Add a sentence of guidance to Unit discouraging the use of Unit
for units of presentation, and add a sub-section to Item explaining it's use for units of presentation
Yes that's correct! More or less the same list as in https://github.com/open-contracting/standard/issues/1343#issuecomment-1067316229 and following comments.
Great thanks, just wanted to clarify before I started a PR as this is a long and slightly twisty thread :)
Looking at the immediateContainer.csv
codelist which will be getting added to the core standard as part of this it's very medicine specific and missing some obvious container types, e.g. "pallet", "drum", "reel". Is it worth doing some research to fill this codelist out to be more general and less medicine-centric?
Good catch. I would not reuse the medicine codelist (better to not have any codelist than to use that one).

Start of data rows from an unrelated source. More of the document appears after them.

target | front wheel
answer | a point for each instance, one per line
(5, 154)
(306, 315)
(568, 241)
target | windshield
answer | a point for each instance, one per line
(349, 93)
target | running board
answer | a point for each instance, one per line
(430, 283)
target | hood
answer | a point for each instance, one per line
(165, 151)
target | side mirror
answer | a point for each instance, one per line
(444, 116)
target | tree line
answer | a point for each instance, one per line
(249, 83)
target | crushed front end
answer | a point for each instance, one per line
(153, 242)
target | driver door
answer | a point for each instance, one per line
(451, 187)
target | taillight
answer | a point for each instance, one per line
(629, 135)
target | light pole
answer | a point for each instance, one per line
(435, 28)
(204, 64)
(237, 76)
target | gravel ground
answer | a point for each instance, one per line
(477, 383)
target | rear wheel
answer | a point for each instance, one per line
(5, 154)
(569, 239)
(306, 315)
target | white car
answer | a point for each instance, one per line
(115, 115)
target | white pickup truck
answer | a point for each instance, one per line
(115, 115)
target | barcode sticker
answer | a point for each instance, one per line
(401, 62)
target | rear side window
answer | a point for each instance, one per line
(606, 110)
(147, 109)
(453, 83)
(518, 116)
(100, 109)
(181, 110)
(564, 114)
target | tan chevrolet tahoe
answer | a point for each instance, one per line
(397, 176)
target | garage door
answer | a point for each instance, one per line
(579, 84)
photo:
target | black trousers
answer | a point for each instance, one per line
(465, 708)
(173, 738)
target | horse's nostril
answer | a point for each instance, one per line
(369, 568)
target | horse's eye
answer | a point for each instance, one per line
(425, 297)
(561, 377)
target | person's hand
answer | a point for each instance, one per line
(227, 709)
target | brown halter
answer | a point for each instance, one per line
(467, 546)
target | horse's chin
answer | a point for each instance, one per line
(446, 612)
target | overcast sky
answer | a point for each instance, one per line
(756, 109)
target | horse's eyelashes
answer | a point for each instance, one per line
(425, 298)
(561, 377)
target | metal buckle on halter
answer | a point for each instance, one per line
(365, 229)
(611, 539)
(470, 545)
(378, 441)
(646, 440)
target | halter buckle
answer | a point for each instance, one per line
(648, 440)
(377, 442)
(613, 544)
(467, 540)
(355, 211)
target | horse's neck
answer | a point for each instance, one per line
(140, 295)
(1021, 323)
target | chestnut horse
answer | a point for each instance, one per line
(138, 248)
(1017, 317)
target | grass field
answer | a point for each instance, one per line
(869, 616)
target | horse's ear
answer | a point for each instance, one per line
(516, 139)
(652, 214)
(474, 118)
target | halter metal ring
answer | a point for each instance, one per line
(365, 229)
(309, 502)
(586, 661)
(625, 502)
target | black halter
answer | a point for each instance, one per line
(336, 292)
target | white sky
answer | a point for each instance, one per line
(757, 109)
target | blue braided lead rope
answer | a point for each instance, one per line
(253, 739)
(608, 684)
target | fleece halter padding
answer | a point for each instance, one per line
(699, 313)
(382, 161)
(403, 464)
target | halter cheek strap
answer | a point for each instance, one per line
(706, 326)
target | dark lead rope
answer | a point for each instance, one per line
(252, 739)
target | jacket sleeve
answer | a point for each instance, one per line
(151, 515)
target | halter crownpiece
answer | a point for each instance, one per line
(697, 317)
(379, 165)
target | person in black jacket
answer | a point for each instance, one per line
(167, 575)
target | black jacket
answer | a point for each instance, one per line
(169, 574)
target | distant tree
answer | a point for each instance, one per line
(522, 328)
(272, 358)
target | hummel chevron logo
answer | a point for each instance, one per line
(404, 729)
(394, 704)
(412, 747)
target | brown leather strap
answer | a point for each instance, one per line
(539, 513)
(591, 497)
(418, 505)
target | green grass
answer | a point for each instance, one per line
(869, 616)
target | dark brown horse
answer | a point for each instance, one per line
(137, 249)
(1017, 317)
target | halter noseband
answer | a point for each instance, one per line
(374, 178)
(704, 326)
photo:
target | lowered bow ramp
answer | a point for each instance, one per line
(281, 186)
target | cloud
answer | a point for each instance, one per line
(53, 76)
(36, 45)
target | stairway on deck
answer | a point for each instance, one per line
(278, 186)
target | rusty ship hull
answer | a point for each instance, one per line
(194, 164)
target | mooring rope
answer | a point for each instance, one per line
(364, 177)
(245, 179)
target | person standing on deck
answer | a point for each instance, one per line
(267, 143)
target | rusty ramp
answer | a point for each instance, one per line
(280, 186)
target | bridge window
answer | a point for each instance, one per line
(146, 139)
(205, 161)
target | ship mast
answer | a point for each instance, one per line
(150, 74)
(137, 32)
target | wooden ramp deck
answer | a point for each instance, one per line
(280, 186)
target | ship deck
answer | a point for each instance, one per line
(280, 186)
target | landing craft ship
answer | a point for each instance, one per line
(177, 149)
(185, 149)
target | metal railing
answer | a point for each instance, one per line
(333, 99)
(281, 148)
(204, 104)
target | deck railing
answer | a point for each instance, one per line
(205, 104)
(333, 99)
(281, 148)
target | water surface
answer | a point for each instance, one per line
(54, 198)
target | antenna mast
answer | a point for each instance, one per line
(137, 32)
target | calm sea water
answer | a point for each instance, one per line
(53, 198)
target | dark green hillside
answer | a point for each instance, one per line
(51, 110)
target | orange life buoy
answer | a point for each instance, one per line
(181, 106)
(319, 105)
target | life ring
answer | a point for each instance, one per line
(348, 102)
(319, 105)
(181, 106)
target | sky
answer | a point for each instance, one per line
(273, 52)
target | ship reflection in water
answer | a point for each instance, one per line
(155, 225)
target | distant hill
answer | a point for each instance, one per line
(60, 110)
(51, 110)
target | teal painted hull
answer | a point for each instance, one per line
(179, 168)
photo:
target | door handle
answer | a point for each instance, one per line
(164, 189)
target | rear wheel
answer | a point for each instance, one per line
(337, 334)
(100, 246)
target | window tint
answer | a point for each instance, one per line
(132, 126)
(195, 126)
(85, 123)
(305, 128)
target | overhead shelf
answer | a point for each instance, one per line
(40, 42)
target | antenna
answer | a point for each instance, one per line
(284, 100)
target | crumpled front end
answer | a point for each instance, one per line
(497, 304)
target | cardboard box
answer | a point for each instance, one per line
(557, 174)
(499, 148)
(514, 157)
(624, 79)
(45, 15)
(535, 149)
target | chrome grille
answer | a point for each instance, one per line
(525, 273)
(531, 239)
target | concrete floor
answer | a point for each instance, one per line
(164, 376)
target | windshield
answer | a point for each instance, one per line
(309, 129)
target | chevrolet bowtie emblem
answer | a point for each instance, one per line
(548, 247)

For context, for medicine, we noted in readme:
The
immediateContainer
codelist is a copy of the codes and titles from FHIR's Medication Knowledge Package Type codelist. Given that the terms are undefined in FHIR, the descriptions are copied from corresponding terms from the EDQM Standard Terms database, reproduced with the permission of the European Directorate for the Quality of Medicines & HealthCare, Council of Europe (EDQM). The EDQM Standard Terms database is not a static list and content can change over time; the descriptions were retrieved on July 21, 2021.
If you can find existing standards for containers more generally, we can point to them, but without adding them as a codelist (unless they are really good quality). We can also point to the medicine codelist (if the items are medicines).
Having had a quick look around the only suitable codelist I could find is from GS1 GDSN which has a PackageTypeCodelist (see https://www.gs1.org/standards/gdsn/3-1-27 Code List Document for the current version). This is the organization that creates barcodes for trade and seem good quality and stable so we could reference that, or just not reference anything (other than the medical one for medicines)
Yeah, looks decent (extracted below). What is the copyright (or terms and conditions) on the list? I'm thinking whether to include it in OCDS as an external codelist. At any rate, we can link to it.
The only thing I could find around the T&C or copyright of the standard (and therefore it's codelists) is the GS1 Intellectual Property Policy, from the GS1 IP made simple pdf it seems that to make use of the codelist within OCDS OCP would need to sign up to the IPP, but it's unclear how that would then interact with the open aspect of OCDS?
There's also their website (i.e. where the standard can be accessed) terms of use which states:
The content of this web site is copyright protected. You may download, display, print and reproduce this material in unaltered form only (retaining this notice) for your personal, non-commercial use or use within your organisation. Apart from any use as permitted under Belgian Copyright law, all other rights are reserved. Requests and inquiries concerning reproduction and rights should be addressed to: GS1, 326 Avenue Louise, 1050 Brussels, Belgium, E-mail: contactus@gs1.org.
This notice is not to be erased. You are not permitted to re-transmit, distribute or commercialise the information or material without seeking prior written approval from GS1.
I think the sensible options are either to contact GS1 directly to ask or just to reference the list without including it as an external codelist.
Sounds good - let's just reference it for now.
Current:
From the research for the medicine extension, ISO-11240 (Health informatics — Identification of medicinal products — Data elements and structures for the unique identification and exchange of units of measurement) notes:
In the current description, we only give units of measurement as examples. We also use "unit(s) of measure" in the description of the unit's
scheme
anduri
.However, in practice, governments specify goods using both units of measurement and units of presentation, e.g. "5 pallets of toilet paper", "1 ton of gravel", etc.
As such, we should clarify the descriptions to explicitly allow for both types of units. We can also check that the classification scheme codelist covers units of presentation.